The Case For: Senolytics

In this new series of articles, LEV Foundation’s Chief Science Monitor, Maximus Peto, introduces the interventions used in the first Robust Mouse Rejuvenation study and explores the scientific rationale for their selection.

The second article in the series will be published in early 2024.

Introduction

As of 2023, the flagship research program at LEVF is our Robust Mouse Rejuvenation (RMR) studies, the first of which (RMR-1) was initiated in early 2023. In this program, we seek to investigate the potential lifespan-enhancing effects of combining multiple interventions in middle-aged mice which have been previously shown to extend the lifespans of lab mice.

For RMR-1, we decided to test a senolytic intervention as one of the four interventions administered in combination to our study mice at Ichor Life Sciences (Syracuse, NY). Those four interventions are:

  • Senescent cell ablation via galactose-conjugated Navitoclax (“Nav-Gal”)

  • Rapamycin in food at 42 ppm

  • Enhanced telomerase expression via repeated TERT gene therapy (via nasally administered AAV-mTERT)

  • Hematopoietic stem cell transplantation

In this essay, we hope to answer readers’ questions about the role of cellular senescence in aging and the role of senolytic therapies in rejuvenation. We will further speculate on how reducing the burden of senescent cells might synergize with other rejuvenation therapies.

We will:

  1. Briefly describe senescent cells and their associations with adverse health in lab animals and humans.

  2. Concisely explain senolytics and some information about how they work.

  3. Summarize some benefits that have been associated with senescent cell removal.

  4. Summarize the most well-studied senolytics to date with some accompanying scientific references.

  5. Explain the senolytic method we chose for RMR-1 and why.

  6. Speculate about how senolytic treatment might interact with the other RMR-1 interventions we chose.  

In this particular essay, it is not our intention to be encyclopedic in our review of these topics (there has been a large amount of research done on senescent cells and senolytics over just the past decade), but we do hope that this review will inform and excite our supporters, colleagues, and collaborators.  
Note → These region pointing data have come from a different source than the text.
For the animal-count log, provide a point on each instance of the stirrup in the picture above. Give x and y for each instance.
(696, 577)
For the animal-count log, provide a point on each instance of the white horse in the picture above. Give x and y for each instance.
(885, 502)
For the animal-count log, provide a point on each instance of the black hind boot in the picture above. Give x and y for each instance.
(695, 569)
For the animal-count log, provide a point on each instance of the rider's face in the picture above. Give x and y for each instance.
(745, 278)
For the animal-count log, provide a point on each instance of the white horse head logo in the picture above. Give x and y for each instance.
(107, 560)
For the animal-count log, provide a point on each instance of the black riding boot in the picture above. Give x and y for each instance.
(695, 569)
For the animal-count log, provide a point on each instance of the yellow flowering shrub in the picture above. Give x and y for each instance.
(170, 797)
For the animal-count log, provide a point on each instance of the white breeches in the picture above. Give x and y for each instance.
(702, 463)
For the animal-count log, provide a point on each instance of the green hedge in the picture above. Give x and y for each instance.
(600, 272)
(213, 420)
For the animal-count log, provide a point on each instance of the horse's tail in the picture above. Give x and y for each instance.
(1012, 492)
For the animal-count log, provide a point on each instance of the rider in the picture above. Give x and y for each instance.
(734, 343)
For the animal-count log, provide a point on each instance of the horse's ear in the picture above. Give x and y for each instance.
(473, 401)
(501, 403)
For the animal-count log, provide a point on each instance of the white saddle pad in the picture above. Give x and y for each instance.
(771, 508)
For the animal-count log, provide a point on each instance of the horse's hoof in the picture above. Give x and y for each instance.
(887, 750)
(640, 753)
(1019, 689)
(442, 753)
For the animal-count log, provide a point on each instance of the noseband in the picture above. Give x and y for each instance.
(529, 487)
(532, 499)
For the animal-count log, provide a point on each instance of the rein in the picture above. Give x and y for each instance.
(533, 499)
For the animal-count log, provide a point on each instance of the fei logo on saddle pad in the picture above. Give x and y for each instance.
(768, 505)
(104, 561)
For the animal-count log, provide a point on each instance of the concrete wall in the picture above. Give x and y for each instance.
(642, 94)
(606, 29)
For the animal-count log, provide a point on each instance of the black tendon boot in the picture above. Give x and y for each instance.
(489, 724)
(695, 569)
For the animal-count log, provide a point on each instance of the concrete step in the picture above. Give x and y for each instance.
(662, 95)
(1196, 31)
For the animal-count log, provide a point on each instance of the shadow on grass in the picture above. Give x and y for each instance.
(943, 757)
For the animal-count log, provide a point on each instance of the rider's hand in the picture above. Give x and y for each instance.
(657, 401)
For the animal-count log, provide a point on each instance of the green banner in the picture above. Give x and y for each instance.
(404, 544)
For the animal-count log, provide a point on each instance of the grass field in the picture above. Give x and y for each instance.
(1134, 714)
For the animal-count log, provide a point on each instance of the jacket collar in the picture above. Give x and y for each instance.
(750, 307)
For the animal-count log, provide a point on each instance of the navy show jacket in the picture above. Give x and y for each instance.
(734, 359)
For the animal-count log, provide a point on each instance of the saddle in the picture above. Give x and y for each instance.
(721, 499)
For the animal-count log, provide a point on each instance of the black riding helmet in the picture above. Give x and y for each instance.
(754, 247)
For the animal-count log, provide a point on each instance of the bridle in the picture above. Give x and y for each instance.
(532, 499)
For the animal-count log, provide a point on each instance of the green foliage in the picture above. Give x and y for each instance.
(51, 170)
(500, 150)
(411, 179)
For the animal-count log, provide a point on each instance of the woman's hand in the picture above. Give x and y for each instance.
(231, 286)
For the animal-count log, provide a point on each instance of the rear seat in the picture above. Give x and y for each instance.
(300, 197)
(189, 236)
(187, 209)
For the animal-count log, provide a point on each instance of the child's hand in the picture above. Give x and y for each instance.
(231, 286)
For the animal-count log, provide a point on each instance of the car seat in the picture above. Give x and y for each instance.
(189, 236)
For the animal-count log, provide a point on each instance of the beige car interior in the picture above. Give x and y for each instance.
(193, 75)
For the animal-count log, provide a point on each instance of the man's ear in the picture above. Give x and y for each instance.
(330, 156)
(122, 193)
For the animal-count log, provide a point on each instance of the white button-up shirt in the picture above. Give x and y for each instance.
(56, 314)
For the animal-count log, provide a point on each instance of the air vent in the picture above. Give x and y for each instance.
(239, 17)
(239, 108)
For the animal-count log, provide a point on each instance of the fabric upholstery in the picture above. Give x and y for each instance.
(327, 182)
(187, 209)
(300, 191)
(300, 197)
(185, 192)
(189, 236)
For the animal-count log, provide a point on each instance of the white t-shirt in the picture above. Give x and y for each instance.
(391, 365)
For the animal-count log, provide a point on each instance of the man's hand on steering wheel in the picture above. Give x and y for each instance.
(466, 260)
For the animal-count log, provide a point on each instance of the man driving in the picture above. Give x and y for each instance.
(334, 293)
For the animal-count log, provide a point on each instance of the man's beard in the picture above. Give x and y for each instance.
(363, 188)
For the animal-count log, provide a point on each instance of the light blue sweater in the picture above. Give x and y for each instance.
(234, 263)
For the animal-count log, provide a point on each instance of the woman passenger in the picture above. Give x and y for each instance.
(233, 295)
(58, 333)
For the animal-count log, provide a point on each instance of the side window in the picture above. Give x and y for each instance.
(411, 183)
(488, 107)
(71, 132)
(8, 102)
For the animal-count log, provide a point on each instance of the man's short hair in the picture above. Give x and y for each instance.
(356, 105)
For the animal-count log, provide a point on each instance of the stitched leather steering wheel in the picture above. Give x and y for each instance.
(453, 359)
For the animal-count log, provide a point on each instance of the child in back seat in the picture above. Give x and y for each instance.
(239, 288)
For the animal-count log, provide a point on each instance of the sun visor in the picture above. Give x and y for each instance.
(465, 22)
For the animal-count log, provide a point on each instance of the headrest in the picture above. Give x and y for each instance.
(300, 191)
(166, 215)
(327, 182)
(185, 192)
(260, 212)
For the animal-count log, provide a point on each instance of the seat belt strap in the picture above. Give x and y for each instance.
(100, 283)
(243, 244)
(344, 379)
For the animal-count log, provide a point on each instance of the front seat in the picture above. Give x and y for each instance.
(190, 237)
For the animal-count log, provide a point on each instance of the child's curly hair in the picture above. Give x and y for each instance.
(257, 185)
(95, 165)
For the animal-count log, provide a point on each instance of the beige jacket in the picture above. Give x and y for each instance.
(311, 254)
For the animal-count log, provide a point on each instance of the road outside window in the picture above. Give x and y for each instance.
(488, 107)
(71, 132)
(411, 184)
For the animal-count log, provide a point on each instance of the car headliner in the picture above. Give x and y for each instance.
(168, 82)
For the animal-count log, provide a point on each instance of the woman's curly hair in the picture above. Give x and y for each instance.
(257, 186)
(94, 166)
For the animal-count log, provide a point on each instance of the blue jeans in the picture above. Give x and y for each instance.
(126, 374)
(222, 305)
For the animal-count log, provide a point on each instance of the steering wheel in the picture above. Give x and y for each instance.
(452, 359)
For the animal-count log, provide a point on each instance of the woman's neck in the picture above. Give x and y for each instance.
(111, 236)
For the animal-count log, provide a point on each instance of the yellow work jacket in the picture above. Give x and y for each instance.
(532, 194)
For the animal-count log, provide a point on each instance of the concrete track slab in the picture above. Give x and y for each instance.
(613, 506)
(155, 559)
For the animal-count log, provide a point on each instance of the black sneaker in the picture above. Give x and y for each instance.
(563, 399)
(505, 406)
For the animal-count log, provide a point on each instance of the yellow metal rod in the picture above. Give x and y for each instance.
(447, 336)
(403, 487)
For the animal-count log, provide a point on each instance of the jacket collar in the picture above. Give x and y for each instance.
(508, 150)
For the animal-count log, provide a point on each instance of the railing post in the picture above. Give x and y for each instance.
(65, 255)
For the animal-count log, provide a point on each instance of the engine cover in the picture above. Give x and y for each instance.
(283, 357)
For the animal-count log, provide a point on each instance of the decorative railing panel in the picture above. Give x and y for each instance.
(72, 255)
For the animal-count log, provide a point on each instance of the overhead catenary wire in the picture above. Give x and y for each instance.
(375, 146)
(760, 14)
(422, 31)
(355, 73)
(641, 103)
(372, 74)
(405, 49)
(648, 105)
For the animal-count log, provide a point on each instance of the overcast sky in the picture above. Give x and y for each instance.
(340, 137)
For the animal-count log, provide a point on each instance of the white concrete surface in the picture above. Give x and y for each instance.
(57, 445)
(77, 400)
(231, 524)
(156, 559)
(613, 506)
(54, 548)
Let’s get started by first discussing senescent cells.

What are senescent cells?

The word senescence is related to the Latin word for “old man” — senex. Senescent cells are unusual in part because they don’t display normal proliferation behavior. In general, cells become senescent when they experience a certain level of stress or cellular damage. These factors appear to initiate a kind of stress response in the cell which involves restricting the proliferation of the damaged cell.

Senescent cells chronically secrete a group of inflammatory proteins which is often referred to in the scientific literature as the “senescence-associated secretory phenotype”, abbreviated “SASP”. The SASP proteins appear to play a role in normal wound healing processes but also seem to be associated with adverse effects if they are chronically present at high levels (for a discussion on this point, see Paramos-de-Carvalho et al., 2021. Their illustration on this topic is presented below).

Figure 2 from Paramos-de-Carvalho et al., 2021) illustrating the differing contexts and effects of transient vs. persistent SASP.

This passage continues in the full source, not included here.